We next searched PubMed to examine the popularity of the 57 breast cancer cell lines (see Methods and Supplementary Data 2). MCF7 is most commonly used in metastatic breast cancer research (43.6% of total PubMed citations). In our analysis, although it was a significant cell line (according to criteria FDR ≤ 0.01) for LuminalB subtype, it was less correlated with LuminalB MET500 breast cancer samples than BT483 (Supplementary Fig. 8a). Following MCF7 is MDA-MB-231 (40.2% of total PubMed citations); however, it was not a significant cell line for any subtype.
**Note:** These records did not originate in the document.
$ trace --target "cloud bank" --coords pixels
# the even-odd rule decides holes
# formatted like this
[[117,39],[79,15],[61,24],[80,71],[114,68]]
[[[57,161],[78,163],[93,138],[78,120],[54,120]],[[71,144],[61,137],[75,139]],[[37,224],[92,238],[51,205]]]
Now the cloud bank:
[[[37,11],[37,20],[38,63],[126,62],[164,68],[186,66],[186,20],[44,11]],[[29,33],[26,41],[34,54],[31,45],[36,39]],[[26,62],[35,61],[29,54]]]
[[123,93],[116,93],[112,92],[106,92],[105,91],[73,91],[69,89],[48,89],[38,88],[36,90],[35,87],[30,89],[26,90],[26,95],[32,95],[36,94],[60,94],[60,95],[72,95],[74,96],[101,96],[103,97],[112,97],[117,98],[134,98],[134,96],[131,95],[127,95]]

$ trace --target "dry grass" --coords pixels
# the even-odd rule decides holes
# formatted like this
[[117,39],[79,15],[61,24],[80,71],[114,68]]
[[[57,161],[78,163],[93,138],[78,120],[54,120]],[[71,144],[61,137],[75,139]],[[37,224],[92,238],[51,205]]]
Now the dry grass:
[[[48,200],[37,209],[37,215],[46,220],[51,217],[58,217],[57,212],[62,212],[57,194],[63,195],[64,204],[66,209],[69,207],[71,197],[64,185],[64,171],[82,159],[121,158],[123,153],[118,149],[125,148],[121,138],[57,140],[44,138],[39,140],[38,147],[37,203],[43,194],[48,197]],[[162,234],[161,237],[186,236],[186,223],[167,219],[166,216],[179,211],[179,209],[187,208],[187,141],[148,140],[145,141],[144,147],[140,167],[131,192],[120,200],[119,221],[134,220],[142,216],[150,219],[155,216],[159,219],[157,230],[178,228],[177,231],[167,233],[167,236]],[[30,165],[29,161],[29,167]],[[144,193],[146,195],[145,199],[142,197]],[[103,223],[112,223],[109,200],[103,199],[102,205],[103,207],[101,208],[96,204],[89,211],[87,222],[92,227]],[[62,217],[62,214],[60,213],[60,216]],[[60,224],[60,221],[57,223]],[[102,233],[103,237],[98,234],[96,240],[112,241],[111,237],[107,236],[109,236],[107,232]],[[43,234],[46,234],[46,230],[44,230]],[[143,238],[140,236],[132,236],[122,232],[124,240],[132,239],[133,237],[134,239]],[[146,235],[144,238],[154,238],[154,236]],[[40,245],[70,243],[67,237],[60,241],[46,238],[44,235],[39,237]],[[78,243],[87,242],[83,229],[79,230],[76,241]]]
The third most commonly used cell line was T47D (3.9% of total PubMed citations), which was a significant cell line for LuminalA and Her2-enriched subtypes. It did not show significantly lower correlation with LuminalA MET500 breast cancer samples than MDA-MB-415 (Supplementary Fig. 8b); however, compared to EFM192A, it was significantly less correlated with Her2-enriched MET500 breast cancer samples (Supplementary Fig. 8c).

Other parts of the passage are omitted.